Cerca de 300 professores da Rede Municipal de Ensino (REME) de Campo Grande, no Mato Grosso do Sul, aprovaram por unanimidade uma paralisação das atividades para sexta-feira, 12 de junho de 2026. A decisão foi tomada em Assembleia Geral Extraordinária convocada pelo Sindicato Campo-Grandense dos Profissionais da Educação Pública (ACP), na última segunda-feira (8), após impasse com a Prefeitura sobre o cumprimento de um acordo salarial firmado em 2025.

O que motivou a paralisação

O estopim foi a recusa da Prefeitura de Campo Grande em aplicar o reajuste de 5,4% previsto na Política do Piso 20h — um compromisso assinado entre o município e o sindicato em 2025. Segundo o ACP, a administração municipal reconheceu a existência do compromisso, mas alegou inviabilidade financeira para aplicá-lo neste momento.

A situação ganhou repercussão após publicação do Campo Grande News, que relatou a decisão unânime da assembleia.
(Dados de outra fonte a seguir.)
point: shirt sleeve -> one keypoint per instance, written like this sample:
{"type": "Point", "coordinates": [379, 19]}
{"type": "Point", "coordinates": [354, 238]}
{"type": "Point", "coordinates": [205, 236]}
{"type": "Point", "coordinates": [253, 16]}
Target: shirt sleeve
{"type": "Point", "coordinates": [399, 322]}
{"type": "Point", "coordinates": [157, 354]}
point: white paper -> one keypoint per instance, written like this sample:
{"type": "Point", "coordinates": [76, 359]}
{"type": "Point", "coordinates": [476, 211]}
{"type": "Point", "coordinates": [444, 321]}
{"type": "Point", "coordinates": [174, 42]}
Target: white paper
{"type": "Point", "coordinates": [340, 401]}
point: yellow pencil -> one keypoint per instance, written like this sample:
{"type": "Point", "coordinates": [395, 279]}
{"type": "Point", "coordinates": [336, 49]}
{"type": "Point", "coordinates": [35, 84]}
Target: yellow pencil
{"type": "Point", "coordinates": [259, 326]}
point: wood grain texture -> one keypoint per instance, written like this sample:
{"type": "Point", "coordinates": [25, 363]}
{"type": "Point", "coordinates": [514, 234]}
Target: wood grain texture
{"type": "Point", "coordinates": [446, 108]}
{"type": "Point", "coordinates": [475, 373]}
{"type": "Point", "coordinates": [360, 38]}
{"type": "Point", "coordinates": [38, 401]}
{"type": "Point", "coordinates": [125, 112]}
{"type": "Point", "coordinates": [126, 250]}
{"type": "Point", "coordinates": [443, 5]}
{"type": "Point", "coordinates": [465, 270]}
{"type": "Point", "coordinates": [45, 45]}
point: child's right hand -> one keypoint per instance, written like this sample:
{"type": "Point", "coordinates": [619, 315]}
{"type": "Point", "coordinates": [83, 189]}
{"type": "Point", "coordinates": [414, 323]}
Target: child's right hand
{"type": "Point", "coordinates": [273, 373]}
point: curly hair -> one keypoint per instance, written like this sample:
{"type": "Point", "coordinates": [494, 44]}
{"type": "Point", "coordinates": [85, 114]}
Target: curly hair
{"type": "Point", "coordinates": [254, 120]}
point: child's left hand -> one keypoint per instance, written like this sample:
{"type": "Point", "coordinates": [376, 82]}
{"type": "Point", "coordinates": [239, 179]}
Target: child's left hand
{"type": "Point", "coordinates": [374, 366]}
A categoria esperava uma proposta concreta da Prefeitura para solucionar o impasse, mas não obteve resposta satisfatória antes da votação.

Professores também cobram abertura de concursos

A reivindicação não se limita ao percentual salarial. Os professores também exigem a abertura de novos concursos públicos para ampliar o quadro efetivo da REME. Para o sindicato, a falta de docentes concursados sobrecarrega quem está em exercício e prejudica diretamente a qualidade do ensino nas escolas municipais de Campo Grande.

Como será o ato de sexta-feira

A mobilização começa às 7h30 na sede do ACP. Os professores se concentrarão no local e realizarão, em seguida, uma marcha até a sede da Prefeitura Municipal para entregar as reivindicações formalmente à administração. A paralisação deve afetar o funcionamento das aulas na rede municipal no dia 12 de junho.

Contexto: piso nacional está sendo pago, mas há um adicional pendente

É importante diferenciar os compromissos vigentes. A Câmara Municipal de Campo Grande aprovou, em votação anterior, um projeto que garante a reposição integral do Piso Salarial Profissional Nacional (PSPN) — que subiu para R$ 5.130,63 em 2026 — acrescida de um reajuste anual de 5% para os professores da rede municipal. Esse compromisso vem sendo cumprido pela Prefeitura.

O conflito atual, porém, envolve um índice adicional: os 5,4% previstos na Política do Piso 20h, um acordo firmado diretamente com a gestão municipal em 2025 e que, segundo o ACP, deveria ter sido incorporado ao salário-base de forma autônoma em relação ao piso nacional. A Prefeitura não nega a obrigação, mas alega que não tem condições fiscais de honrá-la no momento.

O que muda na prática para o professor

Se você é docente da REME de Campo Grande, as aulas nas escolas municipais podem ser afetadas na sexta-feira, 12 de junho. Acompanhe as comunicações do ACP e da Secretaria Municipal de Educação (SEMED) para saber se haverá negociação antes da data marcada. Caso as partes cheguem a um acordo, o sindicato tende a convocar nova assembleia para decidir sobre a suspensão da paralisação.

Para professores de outras redes, o caso de Campo Grande reforça a importância de documentar e monitorar os acordos salariais firmados com a administração pública. Compromissos formalizados com a gestão municipal podem ser cobrados coletivamente quando a prefeitura alega impossibilidade financeira de cumprimento.